I am looking to implement something sort of like Knuth's Algorithm X in R.
The problem: I have a n x k matrix A, n>=k, with real-valued entries representing a cost. Both n and k are going to be pretty small in general (n<10, k<5). I want to find the mapping of rows onto columns that minimizes the total cost of the matrix, subject to the constraint that no single row can be used twice.
I think this is sort of like Algorithm X in that a reasonable approach seems to be:
- Pick a column in A and find the minimum value in it.
- Remove that row and that column. Now you're left with Asub.
- Go to Step 1 and repeat with Asub, and a new column selection, until ncol(Asub)=1.
But I can't figure out how to create a recursive data structure in R that will store the resulting tree of cell-level costs. Here's what I have so far, which only makes it down one branch, and so doesn't find the optimal solution.

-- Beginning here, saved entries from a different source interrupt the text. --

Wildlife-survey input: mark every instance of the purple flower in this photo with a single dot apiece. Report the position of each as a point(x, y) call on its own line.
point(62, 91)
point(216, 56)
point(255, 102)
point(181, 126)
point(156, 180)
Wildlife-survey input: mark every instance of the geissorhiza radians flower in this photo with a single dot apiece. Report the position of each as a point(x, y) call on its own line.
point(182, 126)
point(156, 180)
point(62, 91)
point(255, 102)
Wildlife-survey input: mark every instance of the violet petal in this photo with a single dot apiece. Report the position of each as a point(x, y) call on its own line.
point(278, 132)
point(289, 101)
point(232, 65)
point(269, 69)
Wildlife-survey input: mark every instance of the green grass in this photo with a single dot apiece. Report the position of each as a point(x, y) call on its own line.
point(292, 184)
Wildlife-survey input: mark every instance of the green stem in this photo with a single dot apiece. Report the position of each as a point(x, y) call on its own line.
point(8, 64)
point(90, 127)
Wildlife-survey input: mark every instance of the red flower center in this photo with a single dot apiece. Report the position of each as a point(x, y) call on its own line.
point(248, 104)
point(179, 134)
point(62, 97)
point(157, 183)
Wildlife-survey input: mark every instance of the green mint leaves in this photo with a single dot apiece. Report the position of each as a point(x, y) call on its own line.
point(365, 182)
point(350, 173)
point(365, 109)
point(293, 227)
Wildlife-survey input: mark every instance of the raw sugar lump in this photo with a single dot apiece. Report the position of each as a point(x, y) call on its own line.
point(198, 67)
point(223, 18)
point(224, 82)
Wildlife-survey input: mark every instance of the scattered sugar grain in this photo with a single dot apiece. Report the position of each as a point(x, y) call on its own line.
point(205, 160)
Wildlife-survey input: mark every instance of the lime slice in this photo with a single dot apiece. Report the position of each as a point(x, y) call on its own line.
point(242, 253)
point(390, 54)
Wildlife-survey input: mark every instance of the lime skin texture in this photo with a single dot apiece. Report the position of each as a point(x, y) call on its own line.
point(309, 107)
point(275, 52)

# This version of the algorithm always selects the first column. We need to make it
# traverse all branches.
algorithmX <- function(A) {
for (c in 1:ncol(A)) {
r <- which.min(A[,c])
memory <- data.frame(LP_Number = colnames(A)[c],
Visit_Number = rownames(A)[r],
cost = as.numeric(A[r,c]))
if (length(colnames(A))>1) {
Ared <- A[-r, -c, drop=FALSE]
return( rbind(memory, algorithmX(Ared)) )
}
else {
return(memory)
}
}
}
foo <- c(8.95,3.81,1.42,1.86,4.32,7.16,12.86,7.59,5.47,2.12,
0.52,3.19,13.97,8.79,6.52,3.37,0.91,2.03)
colnames(foo) <- paste0("col",c(1:3))
rownames(foo) <- paste0("row",c(1:6))
algorithmX(foo)
I'm sure I'm missing something basic in how to handle recursion in an R function. I'm also happy to hear other ways of solving this problem if this algorithm isn't actually the best fit.